Son usage des métaphores n'est pas, comme le souligne Tom Wolfe dans Electric , une simple métaphore destinée à exprimer une idée qui sonne profonde. Les métaphores de Woolf créent et construisent, illuminent et insufflent la vie. Woolf touche au cœur même de la souffrance, révélant la réalité face à la mort, à la vérité et au temps qui passe. Le fait que son livre parle de faire la fête face à la mort n'autorise pas Clarissa à se désengager, même lorsque la douleur est si intense qu'elle a du mal à tenir debout ; ne lui permet pas d'ignorer la lourdeur de sa respiration, mais la pousse à aller au-delà, à accepter la responsabilité d'exister, et plus encore, celle d'être le centre le plus novateur et créatif de la littérature. Sa voix, malgré la douleur, les souvenirs, les pertes, les obstacles, les affronts et les déclins, demeure celle des eaux claires, éternelles et vivifiantes d'un fleuve se jetant dans l'océan. Elle voit au-delà d'un trip sous LSD pour percevoir l'éclat des nuances de l'être, qui coulent dans ses veines et le révèlent au grand jour. C'est pourquoi elle va plus loin. Elle ne quitte jamais la conscience, elle s'y accroche, elle s'accroche au dur combat que représente l'affrontement de tout cela, elle s'accroche à la nécessité de créer et d'honorer la vie malgré ces conditions implacables. Ce que fait Woolf, c'est révéler la réponse à la question de savoir ce que l'avenir réserve au-delà des années 1960, ce que deviendra Penny Lane, avec son esprit vibrant de vie et sa beauté aux possibilités immenses. Son rôle de muse est désormais de s'inspirer de la profondeur de la beauté qu'elle perçoit et, grâce à la force et au courage nécessaires pour exister, de créer quelque chose qui redéfinit les frontières et les conceptions du monde.

Notes
1. « Au cours de ce processus, de nombreuses femmes ont vu leur rôle évoluer, passant de productrices à consommatrices, ce qui a entraîné une modification de leur statut. Certains artisans ont vu leurs compétences se dévaloriser, car la division du travail et les machines motorisées ont érodé les méthodes de production artisanales traditionnelles et les ont transformés d'artisans indépendants en ouvriers salariés. Le risque de conflit de classes qui en a résulté menaçait le tissu social de cette jeune république. » McPherson, James M. (25 février 1988).
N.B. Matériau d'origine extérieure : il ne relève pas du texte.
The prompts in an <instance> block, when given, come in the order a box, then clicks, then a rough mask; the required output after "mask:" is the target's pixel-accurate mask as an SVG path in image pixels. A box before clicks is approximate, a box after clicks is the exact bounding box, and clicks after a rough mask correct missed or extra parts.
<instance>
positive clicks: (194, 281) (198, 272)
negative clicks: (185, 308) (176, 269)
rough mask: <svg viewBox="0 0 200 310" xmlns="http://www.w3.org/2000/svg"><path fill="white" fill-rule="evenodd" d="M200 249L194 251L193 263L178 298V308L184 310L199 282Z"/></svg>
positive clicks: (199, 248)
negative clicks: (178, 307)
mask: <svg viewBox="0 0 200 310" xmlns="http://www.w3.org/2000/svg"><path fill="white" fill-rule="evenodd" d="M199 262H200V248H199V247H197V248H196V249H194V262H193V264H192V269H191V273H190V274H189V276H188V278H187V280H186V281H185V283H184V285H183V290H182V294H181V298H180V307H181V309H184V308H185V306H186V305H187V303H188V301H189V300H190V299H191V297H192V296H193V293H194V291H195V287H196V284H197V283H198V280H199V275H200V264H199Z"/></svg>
Battle Cry of Freedom: The Civil War Era (Oxford History of the United States) (p. 7). Oxford University Press. Édition Kindle.

Ouvrages cités

Borrelli-Persson, Laird et Brendan Dunne. « Matissifying Five Decades of Fashion in Vogue ». Vogue 19 déc. 2014 : n. pag. Web.
Campbell, Joseph. Mythes pour vivre . New York : Penguin Compass, Viking, 1972. Imprimé.
Edwards, Lee R. Psyché comme héroïne : l’héroïsme féminin et la forme fictionnelle . Middletown, CT : Wesleyan UP, 1984. Imprimé.
Magic Trip . Réal. Alison Ellwood et Alex Gibney. Avec Ken Kesey, Stanley Tucci, Timothy Leary, Jack Kerouac. Magnola Pictures, 2011. DVD.
Wolfe, Tom. The Electric Kool-Aid Acid Test . New York : Picador, Farrar, Straus, Giroux, 1968. Imprimé.
Woolf, Virginia. Mrs. Dalloway . San Diego, CA : Harvest Book, Harcourt, 1925, 1953. Imprimé.
Woolf, Virginia. Une chambre à soi . New York : Harcourt, Brace, Jovanovich, 1957. Imprimé.